David Spark: Gavin, alright put yourself, your brain, just prior to COVID. What was secure remote access to you prior to COVID with your customers and your DevOps team? What was it? Just describe that world. Don’t describe what happened after that. I know something changed. Describe that world to me.

Gavin Grisamore: Right. Well, just for our employees at Stash, we’re located in an office in Manhattan and we had all of our technology set up there. We’re cloud native. We connect to the cloud. We have things set up for that, but we’re primarily an office-based company.

DS: So, people didn’t connect remotely or they did?

GG: We had a VPN solution in place but we had things like IP whitelisting and some other stuff with our office and some hosted things within our office to handle and or eliminate.

DS: It sounds like it maybe it was a very manual, very cloogy to do remote access at the time.

GG: Yeah, it was really only used for the rarity when employees work from home which just didn’t happen.

DS: And it was a rarity at that time. Okay. COVID hits, what happens?

GG: You have a lot of, the business needs to keep moving. So, you have a lot of operators that need to keep building and developing in the cloud. They need to connect to those resources and we had a VPN solution, but the capacity just wasn’t there. So, that was sort of your first problem and now you’re taking IT teams and devoting to a capacity problem, but you’re forgetting all the security risk. Again, the business needs to continue moving forward.

So, we have a pipe essentially VPN to our cloud services, but we don’t have granular access control set up. We don’t have the ability to segment your viewing to certain applications and VPNs are notoriously clunky. They add overhead to your requests. They’re not really beloved by the employees at the organization. So, you have lots of compounding problems.

DS: Okay. So, you’re like, we need a better solution. Yes, can I assume any we need a better solution right now?

GG: Yes. We need it immediately. Yes.

DS: So, what started to change.

GG: So, we started to look at Zero Trust network access solutions. The advantage of our company is we’re small and we’re already cloud native and we don’t have to operate our own data centers. We have a lot less complexity.

DS: So, your shift wasn’t as tough as somebody else’s.

GG: Definitely not.

DS: Okay.

GG: We needed to primarily focus on AWS and that cloud environment and how do we get our operators and developers connecting to that environment. So, we looked at several different solutions.
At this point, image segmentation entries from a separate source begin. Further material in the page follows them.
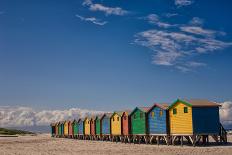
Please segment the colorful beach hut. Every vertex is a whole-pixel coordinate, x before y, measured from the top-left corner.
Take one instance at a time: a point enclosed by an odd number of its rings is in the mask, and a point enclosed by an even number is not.
[[[98,137],[101,136],[101,117],[102,115],[95,117],[95,133]]]
[[[55,124],[55,132],[56,132],[56,137],[59,136],[59,122],[56,122]]]
[[[96,135],[96,127],[95,127],[95,116],[92,116],[90,119],[90,134],[91,136]]]
[[[78,135],[78,122],[74,119],[72,121],[72,129],[73,129],[73,137],[74,138],[77,138],[77,135]]]
[[[130,110],[125,110],[122,113],[122,135],[128,136],[130,134]]]
[[[168,104],[154,104],[148,110],[148,134],[167,135],[169,133]]]
[[[78,135],[84,135],[84,125],[81,118],[78,120]]]
[[[72,121],[68,121],[68,136],[69,138],[73,137],[73,126]]]
[[[105,113],[101,117],[101,128],[102,128],[102,135],[107,136],[111,134],[110,131],[110,117],[112,113]]]
[[[61,127],[61,137],[64,137],[64,121],[60,122],[60,127]]]
[[[149,107],[136,107],[131,113],[131,134],[147,134],[147,112]]]
[[[51,130],[51,135],[52,137],[54,137],[56,135],[56,124],[55,123],[51,123],[50,124],[50,130]]]
[[[219,104],[177,99],[169,106],[170,134],[219,134]]]
[[[90,135],[90,118],[84,119],[84,135]]]
[[[111,117],[111,135],[120,136],[122,134],[122,113],[123,112],[114,112]]]
[[[68,137],[68,124],[69,124],[69,121],[64,121],[64,136],[65,137]]]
We ended up going with a Akeyless and another Zero Trust network Access Broker and we’re kind of using them in tandem with each other. Akeyless is more for privileged access management and the secrets management and getting access to that. It’s also a backup to the network component.
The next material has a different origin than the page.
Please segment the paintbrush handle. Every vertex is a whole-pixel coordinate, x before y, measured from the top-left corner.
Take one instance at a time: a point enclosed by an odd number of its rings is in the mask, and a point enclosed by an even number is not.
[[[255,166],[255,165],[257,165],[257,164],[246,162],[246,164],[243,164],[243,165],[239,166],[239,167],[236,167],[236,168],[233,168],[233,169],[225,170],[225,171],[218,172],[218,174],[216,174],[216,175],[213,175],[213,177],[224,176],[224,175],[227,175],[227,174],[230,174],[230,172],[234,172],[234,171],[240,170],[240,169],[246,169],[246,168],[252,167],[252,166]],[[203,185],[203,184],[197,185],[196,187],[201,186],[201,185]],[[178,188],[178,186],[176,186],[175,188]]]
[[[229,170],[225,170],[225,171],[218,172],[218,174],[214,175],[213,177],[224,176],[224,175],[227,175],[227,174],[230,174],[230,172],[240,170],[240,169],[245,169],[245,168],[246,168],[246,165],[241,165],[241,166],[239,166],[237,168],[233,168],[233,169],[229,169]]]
We have a lot of internal APIs that need to be connected to and that’s also a challenge for application-based solutions like Akeyless. So, you still kind of have to have that network component there.

DS: I’m assuming you looked at competitors, yes?

GG: We did, yes.

DS: Why did you land on Akeyless?

GG: Akeyless offered the balance of not only do we have to solve the secure remote access component; we have to solve secrets management. That is a problem that we also were dealing with and we like the ability to have that in one solution. You can manage all of your identities both human and machine in one place for a small security team and a small staff that’s easier to use. Also, it’s easier for our developers to understand. They sort of see one solution and that solution is sort of Akeyless.

That’s how they connect. That’s how they’re going to input their secrets and it’s kind of a lather rinse repeat. No matter what you’re doing whether it’s privileged access management or secrets management etcetera. You’re going to be using Akeyless for the particular solution. So, that was what was attractive about it.

DS: What’s the feedback from your users since you moved over to Akeyless.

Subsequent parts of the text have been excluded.